Os pesquisadores estimam que 20 metros quadrados do filme instalados no telhado de uma casa média dos EUA sejam suficientes para manter o ambiente em agradáveis 20°C, enquanto lá fora um sol de 37°C estiver fritando a cabeça das pessoas.
Shrilk: plástico de camarão e seda
A humanidade é viciada em plástico. Se por um lado o material traz uma série de vantagens para a indústria e seus consumidores, por outro, também é agente impiedoso da degradação ambiental. Consumimos 300 bilhões de toneladas do produto por ano. Só 3% desse total vai para a reciclagem. O resto fica por aí, contaminando o ambiente por centenas de anos.
Com o objetivo de atacar esse problema, pesquisadores do Instituto Wyss, da Universidade de Harvard, criaram o shrilk (junção das palavras inglesas shrinp e silk – camarão e seda, respectivamente). Trata-se de um bioplástico feito a partir da quitosana, um subproduto da quitina presente, por exemplo, na casca de camarões e nos casulos do bicho da seda.
Descartado adequadamente, o novo material se decompõe em cerca de três semanas, liberando nutrientes que podem ser utilizados como fertilizantes para plantas.
Madeira laminada cruzada
Quando o Tall Wood Residence, em Vancouver, no Canadá, ficou pronto no ano passado, passou a encabeçar a lista das construções de madeira laminada colada cruzada (MLC) mais altas do mundo. Ok, o prédio de 53 metros de altura nem se compara em tamanho ao Burj Khalifa, em Dubai, até agora insuperável nos seus 828 metros apontando para o céu. Mas essa contraposição não faz sentido. O ponto aqui é que, enquanto o gigante árabe se segura em pé no bom e velho concreto, o nosso herói canadense é feito de um material inovador, que, se usado em larga escala, pode reduzir o impacto ambiental da construção civil e aumentar os ganhos das construtoras.
A MLC, como o próprio nome sugere, é um material composto por madeira e cola. Sua fabricação envolve a junção de grossas camadas de pinus ou eucalipto em graus alternados, proporcionando uma resistência absurda ao material.

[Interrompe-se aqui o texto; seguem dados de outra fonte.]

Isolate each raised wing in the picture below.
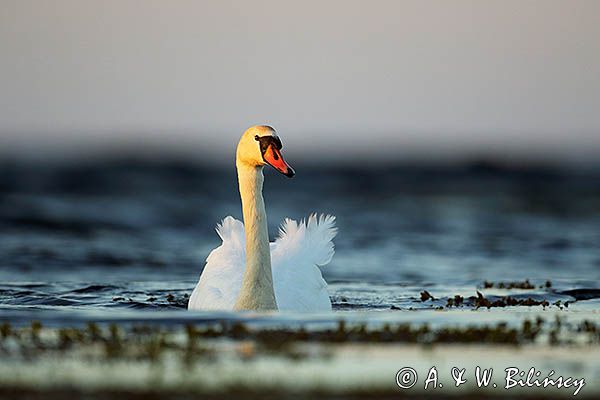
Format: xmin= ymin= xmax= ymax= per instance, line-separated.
xmin=188 ymin=216 xmax=245 ymax=310
xmin=271 ymin=214 xmax=337 ymax=311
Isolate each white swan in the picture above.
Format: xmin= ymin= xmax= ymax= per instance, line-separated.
xmin=188 ymin=125 xmax=337 ymax=312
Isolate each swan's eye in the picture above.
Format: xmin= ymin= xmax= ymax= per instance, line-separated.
xmin=256 ymin=135 xmax=283 ymax=156
xmin=254 ymin=135 xmax=259 ymax=141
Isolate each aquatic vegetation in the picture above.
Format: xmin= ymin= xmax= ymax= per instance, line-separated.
xmin=483 ymin=279 xmax=533 ymax=289
xmin=0 ymin=317 xmax=597 ymax=398
xmin=482 ymin=279 xmax=554 ymax=290
xmin=0 ymin=317 xmax=598 ymax=356
xmin=0 ymin=322 xmax=11 ymax=338
xmin=441 ymin=290 xmax=561 ymax=309
xmin=419 ymin=290 xmax=435 ymax=301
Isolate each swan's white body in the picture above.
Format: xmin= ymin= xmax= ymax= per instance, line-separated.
xmin=188 ymin=125 xmax=337 ymax=312
xmin=188 ymin=214 xmax=336 ymax=311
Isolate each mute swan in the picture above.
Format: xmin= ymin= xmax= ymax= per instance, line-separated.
xmin=188 ymin=125 xmax=337 ymax=311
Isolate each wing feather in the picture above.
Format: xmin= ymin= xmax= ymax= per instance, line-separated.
xmin=188 ymin=216 xmax=245 ymax=310
xmin=271 ymin=214 xmax=337 ymax=311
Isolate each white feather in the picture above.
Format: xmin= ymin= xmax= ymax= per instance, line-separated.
xmin=188 ymin=214 xmax=336 ymax=312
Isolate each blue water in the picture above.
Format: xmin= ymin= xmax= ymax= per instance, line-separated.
xmin=1 ymin=161 xmax=599 ymax=325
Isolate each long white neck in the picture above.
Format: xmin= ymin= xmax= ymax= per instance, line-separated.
xmin=233 ymin=162 xmax=278 ymax=310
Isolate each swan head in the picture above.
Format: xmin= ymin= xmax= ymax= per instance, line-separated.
xmin=236 ymin=125 xmax=295 ymax=178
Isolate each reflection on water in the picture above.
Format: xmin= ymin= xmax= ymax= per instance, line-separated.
xmin=0 ymin=161 xmax=599 ymax=319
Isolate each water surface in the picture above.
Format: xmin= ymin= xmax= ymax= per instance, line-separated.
xmin=1 ymin=161 xmax=599 ymax=324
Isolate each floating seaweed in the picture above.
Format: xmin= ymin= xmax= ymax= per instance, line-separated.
xmin=0 ymin=317 xmax=597 ymax=352
xmin=444 ymin=291 xmax=551 ymax=309
xmin=483 ymin=279 xmax=535 ymax=289
xmin=420 ymin=290 xmax=435 ymax=302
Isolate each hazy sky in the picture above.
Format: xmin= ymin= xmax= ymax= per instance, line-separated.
xmin=1 ymin=1 xmax=599 ymax=165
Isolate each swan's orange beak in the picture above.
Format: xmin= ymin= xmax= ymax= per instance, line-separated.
xmin=264 ymin=144 xmax=295 ymax=178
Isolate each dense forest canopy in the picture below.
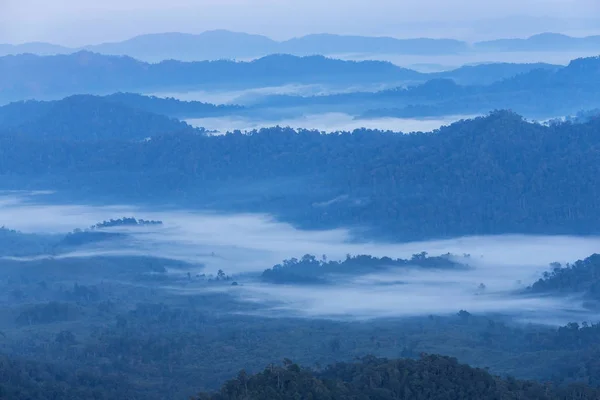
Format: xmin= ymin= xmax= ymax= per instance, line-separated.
xmin=261 ymin=253 xmax=467 ymax=284
xmin=1 ymin=111 xmax=600 ymax=241
xmin=3 ymin=220 xmax=600 ymax=398
xmin=0 ymin=94 xmax=203 ymax=140
xmin=196 ymin=355 xmax=600 ymax=400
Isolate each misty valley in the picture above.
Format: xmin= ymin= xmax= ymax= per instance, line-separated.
xmin=2 ymin=191 xmax=600 ymax=399
xmin=2 ymin=19 xmax=600 ymax=400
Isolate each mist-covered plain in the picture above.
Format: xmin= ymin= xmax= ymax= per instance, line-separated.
xmin=2 ymin=191 xmax=598 ymax=324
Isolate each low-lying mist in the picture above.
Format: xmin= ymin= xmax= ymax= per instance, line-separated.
xmin=146 ymin=83 xmax=391 ymax=105
xmin=2 ymin=191 xmax=598 ymax=323
xmin=185 ymin=113 xmax=476 ymax=134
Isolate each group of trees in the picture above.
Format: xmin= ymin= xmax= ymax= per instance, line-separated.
xmin=91 ymin=217 xmax=163 ymax=229
xmin=262 ymin=253 xmax=466 ymax=284
xmin=528 ymin=254 xmax=600 ymax=302
xmin=5 ymin=247 xmax=600 ymax=399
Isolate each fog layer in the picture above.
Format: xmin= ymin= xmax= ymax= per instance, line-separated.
xmin=2 ymin=192 xmax=598 ymax=322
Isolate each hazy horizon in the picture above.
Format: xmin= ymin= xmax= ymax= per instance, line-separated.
xmin=2 ymin=25 xmax=600 ymax=47
xmin=1 ymin=0 xmax=600 ymax=46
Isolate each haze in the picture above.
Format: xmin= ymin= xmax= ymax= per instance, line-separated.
xmin=1 ymin=0 xmax=599 ymax=45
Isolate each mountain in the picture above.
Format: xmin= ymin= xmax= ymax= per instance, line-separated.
xmin=474 ymin=32 xmax=600 ymax=52
xmin=195 ymin=355 xmax=600 ymax=400
xmin=0 ymin=51 xmax=566 ymax=105
xmin=256 ymin=56 xmax=600 ymax=119
xmin=80 ymin=31 xmax=471 ymax=60
xmin=0 ymin=94 xmax=200 ymax=141
xmin=3 ymin=31 xmax=600 ymax=62
xmin=86 ymin=30 xmax=279 ymax=62
xmin=279 ymin=33 xmax=468 ymax=55
xmin=433 ymin=62 xmax=562 ymax=85
xmin=0 ymin=51 xmax=424 ymax=104
xmin=0 ymin=42 xmax=73 ymax=56
xmin=0 ymin=51 xmax=148 ymax=103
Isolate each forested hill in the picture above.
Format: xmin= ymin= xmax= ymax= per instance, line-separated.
xmin=0 ymin=51 xmax=562 ymax=104
xmin=0 ymin=93 xmax=242 ymax=132
xmin=103 ymin=93 xmax=243 ymax=118
xmin=195 ymin=354 xmax=600 ymax=400
xmin=1 ymin=111 xmax=600 ymax=241
xmin=261 ymin=56 xmax=600 ymax=119
xmin=0 ymin=95 xmax=202 ymax=140
xmin=0 ymin=52 xmax=420 ymax=103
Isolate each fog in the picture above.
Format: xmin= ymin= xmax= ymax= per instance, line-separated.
xmin=2 ymin=191 xmax=599 ymax=323
xmin=185 ymin=113 xmax=476 ymax=134
xmin=3 ymin=0 xmax=599 ymax=46
xmin=146 ymin=83 xmax=392 ymax=105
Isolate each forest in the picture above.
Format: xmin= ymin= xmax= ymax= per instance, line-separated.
xmin=261 ymin=253 xmax=467 ymax=284
xmin=2 ymin=231 xmax=600 ymax=399
xmin=196 ymin=355 xmax=600 ymax=400
xmin=1 ymin=110 xmax=600 ymax=241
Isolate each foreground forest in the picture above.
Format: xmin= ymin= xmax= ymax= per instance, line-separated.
xmin=2 ymin=219 xmax=600 ymax=399
xmin=196 ymin=355 xmax=600 ymax=400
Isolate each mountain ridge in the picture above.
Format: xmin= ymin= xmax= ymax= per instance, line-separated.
xmin=2 ymin=30 xmax=599 ymax=61
xmin=0 ymin=51 xmax=563 ymax=105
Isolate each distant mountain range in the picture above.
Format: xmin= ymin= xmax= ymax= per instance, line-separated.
xmin=2 ymin=52 xmax=596 ymax=120
xmin=251 ymin=56 xmax=600 ymax=119
xmin=0 ymin=51 xmax=561 ymax=104
xmin=1 ymin=30 xmax=599 ymax=62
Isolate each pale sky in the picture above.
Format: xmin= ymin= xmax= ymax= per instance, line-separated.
xmin=1 ymin=0 xmax=599 ymax=46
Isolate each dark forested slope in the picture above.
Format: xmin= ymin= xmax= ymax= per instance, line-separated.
xmin=0 ymin=95 xmax=201 ymax=140
xmin=196 ymin=355 xmax=600 ymax=400
xmin=1 ymin=111 xmax=600 ymax=240
xmin=0 ymin=353 xmax=135 ymax=400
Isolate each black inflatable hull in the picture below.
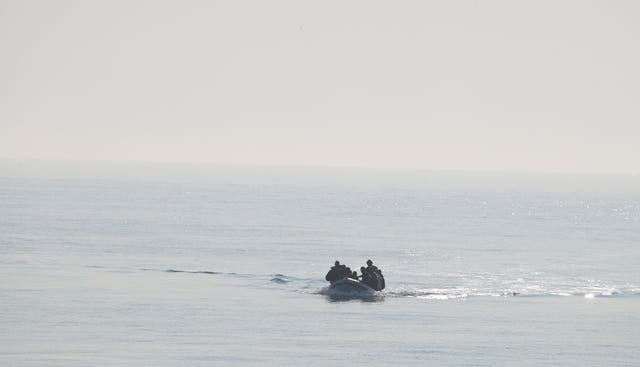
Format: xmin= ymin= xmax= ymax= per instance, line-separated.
xmin=328 ymin=278 xmax=377 ymax=296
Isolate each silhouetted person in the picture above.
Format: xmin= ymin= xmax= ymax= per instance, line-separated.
xmin=365 ymin=259 xmax=379 ymax=274
xmin=343 ymin=265 xmax=352 ymax=278
xmin=365 ymin=260 xmax=385 ymax=290
xmin=360 ymin=266 xmax=373 ymax=287
xmin=325 ymin=261 xmax=342 ymax=283
xmin=351 ymin=271 xmax=358 ymax=279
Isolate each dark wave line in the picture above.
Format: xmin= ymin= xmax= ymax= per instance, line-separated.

Tanta é a sua força, que pode tranquilamente ser utilizado como elemento de parede quanto de laje, fazendo parte de estruturas que, como demonstra o Tall Wood Residence, passam dos 50 metros de altura.
Para a professora Taienne Ecker, mestre em Engenharia de Estruturas pela Universidade Estadual de Maringá (UEM), a MLC é um novo conceito da engenharia de estruturas, que fornece novas possibilidades em áreas ainda dominadas pelo concreto armado, aço e alvenaria. “Suas características permitem a construção de edifícios com vários pavimentos, além de contribuir para o desenvolvimento sustentável”, explica ela, referindo-se ao volume de carbono sequestrado pelo material (em média, um metro cúbico de madeira armazena uma tonelada de CO2, enquanto o cimento, ao contrário, emite 900 quilos do gás por tonelada produzida).
Além disso, uma construção com MLC causa menos poluição sonora e as construções podem ser erguidas mais rapidamente e com menos trabalhadores do que em um prédio comum. “Acredito, e espero, que a madeira laminada cruzada venha a se tomar mais popular que o concreto, pois é uma questão de necessidade”, enfatiza Ecker. “Precisamos começar a adotar práticas sustentáveis, que reduzam as emissões de poluentes na atmosfera, o consumo de água e a geração de resíduos sólidos. A MLC é uma alternativa para isso!”, conclui a professora.